As such there are a lot of names in the character count, some of them familiar from other books, but many new names centring around the cold case. It’s a lot to keep track of and a lot of the confusion surrounding them could have come from cutting out the interim cases the detective agency was working on at the same time. These felt needles and honestly, I didn’t care one iota about a weatherman being sent saucy postcards, another non-cheating girlfriend of Two-Times who has a fetish for that sort of thing, or even adult-baby nonsense. Just, keep to the main threads and we’d be golden! Yet, I can’t complain too much as the characters presented were individual and spoke in their own voices. Each had their unique quirks and we’re distinguishable from each other, so while there was a lot of them, each of them stood on their own two feet.
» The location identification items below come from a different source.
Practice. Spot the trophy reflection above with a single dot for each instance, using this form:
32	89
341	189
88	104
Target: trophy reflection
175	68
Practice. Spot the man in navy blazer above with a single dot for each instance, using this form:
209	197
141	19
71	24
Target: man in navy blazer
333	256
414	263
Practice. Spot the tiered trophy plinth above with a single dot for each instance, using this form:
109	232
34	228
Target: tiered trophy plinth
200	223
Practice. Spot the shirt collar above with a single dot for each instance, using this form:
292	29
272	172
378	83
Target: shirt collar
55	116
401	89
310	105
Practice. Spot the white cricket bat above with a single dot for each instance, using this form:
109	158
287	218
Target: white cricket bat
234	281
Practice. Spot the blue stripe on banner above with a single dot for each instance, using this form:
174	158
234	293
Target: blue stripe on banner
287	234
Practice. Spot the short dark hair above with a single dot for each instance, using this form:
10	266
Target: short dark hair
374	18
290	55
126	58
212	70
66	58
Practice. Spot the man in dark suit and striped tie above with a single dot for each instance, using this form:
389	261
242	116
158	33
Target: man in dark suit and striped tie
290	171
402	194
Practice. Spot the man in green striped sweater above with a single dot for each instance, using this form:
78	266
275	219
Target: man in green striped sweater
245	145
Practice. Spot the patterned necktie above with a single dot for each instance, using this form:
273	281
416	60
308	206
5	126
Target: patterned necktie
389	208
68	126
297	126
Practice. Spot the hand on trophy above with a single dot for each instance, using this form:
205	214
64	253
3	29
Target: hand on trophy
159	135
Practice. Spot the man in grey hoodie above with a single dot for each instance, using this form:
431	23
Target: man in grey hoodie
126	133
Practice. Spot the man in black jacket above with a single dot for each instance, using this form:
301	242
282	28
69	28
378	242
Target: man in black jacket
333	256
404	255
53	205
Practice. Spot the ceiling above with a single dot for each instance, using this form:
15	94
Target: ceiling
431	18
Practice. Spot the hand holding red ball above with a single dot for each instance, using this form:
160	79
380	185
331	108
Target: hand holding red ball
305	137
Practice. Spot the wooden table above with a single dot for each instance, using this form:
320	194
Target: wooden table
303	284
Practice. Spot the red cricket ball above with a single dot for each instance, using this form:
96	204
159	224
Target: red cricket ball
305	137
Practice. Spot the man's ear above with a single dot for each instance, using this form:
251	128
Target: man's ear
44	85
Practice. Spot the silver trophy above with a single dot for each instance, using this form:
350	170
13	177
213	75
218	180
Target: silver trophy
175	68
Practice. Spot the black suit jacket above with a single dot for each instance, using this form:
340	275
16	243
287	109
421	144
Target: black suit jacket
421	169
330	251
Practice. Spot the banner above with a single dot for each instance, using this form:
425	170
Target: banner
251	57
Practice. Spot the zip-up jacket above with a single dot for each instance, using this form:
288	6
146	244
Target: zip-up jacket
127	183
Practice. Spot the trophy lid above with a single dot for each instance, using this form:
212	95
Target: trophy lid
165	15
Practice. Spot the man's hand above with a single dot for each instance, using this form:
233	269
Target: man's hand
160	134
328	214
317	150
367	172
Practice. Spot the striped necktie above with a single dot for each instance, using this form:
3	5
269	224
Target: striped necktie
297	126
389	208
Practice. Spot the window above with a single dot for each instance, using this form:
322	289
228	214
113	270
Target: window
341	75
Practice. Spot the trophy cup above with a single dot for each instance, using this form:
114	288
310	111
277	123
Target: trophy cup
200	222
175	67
Within Troubled Blood, there are a fair few topics of discussion that crop up; Toxic and predatory masculinity. Can really trust those in a position we feel we automatically should – Dr’s, Nurses, etc. How care to the vulnerable can easily be abused and overlooked. People are not being all they first appear. These all make for great talking points beyond the book and within, they are handled with care. Not once did these positions come from a hateful place and worked seamlessly within the parameters of the story. They helped to misdirect the reader from the overall conclusion, bringing them back around to consider other possibilities on Margot Bamboroughs whereabouts. Another gripe I have with these books is in how the reveal is usually done; with the antagonist dumping everything in a bad-guy monologue. I had the feeling this was going to be how the case came to its resolution and it felt unrewarding.
A very long book that will appeal to fans of the series in terms of case and character relationships. A well-crafted who-dun-it that’s sadly hindered by a bit too much bloat. Frustrating main characters in terms of their personal lives, but generally well written-story with plenty of misdirection to keep the reader guessing.
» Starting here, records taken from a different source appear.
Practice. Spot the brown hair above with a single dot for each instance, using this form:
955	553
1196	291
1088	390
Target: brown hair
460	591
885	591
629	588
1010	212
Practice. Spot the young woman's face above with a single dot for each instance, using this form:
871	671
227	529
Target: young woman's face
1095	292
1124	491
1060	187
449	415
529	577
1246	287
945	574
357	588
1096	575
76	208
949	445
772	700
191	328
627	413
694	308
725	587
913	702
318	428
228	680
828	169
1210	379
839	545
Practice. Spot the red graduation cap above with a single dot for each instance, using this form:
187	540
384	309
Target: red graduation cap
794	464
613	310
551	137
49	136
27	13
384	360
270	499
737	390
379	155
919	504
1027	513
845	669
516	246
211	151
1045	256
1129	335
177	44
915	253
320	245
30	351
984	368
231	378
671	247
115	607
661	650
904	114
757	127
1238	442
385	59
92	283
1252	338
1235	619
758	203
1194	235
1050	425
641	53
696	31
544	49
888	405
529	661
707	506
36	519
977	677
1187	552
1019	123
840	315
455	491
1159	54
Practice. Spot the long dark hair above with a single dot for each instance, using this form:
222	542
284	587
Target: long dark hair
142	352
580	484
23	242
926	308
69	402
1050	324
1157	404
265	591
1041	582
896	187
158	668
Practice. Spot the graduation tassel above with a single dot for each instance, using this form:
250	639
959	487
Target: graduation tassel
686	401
I first heard about the Cormoran Strike books through the transphobia controversy surrounding this particular book. I read them wondering what all the fuss was about. After reading Troubled Blood, I can honestly say that it was a fuss over nothing! Nothing remotely transphobic is written in this book. Serial Killer Dennis Creed sometimes dressed as a woman to better manipulate his victims into believing he is harmless, that’s all.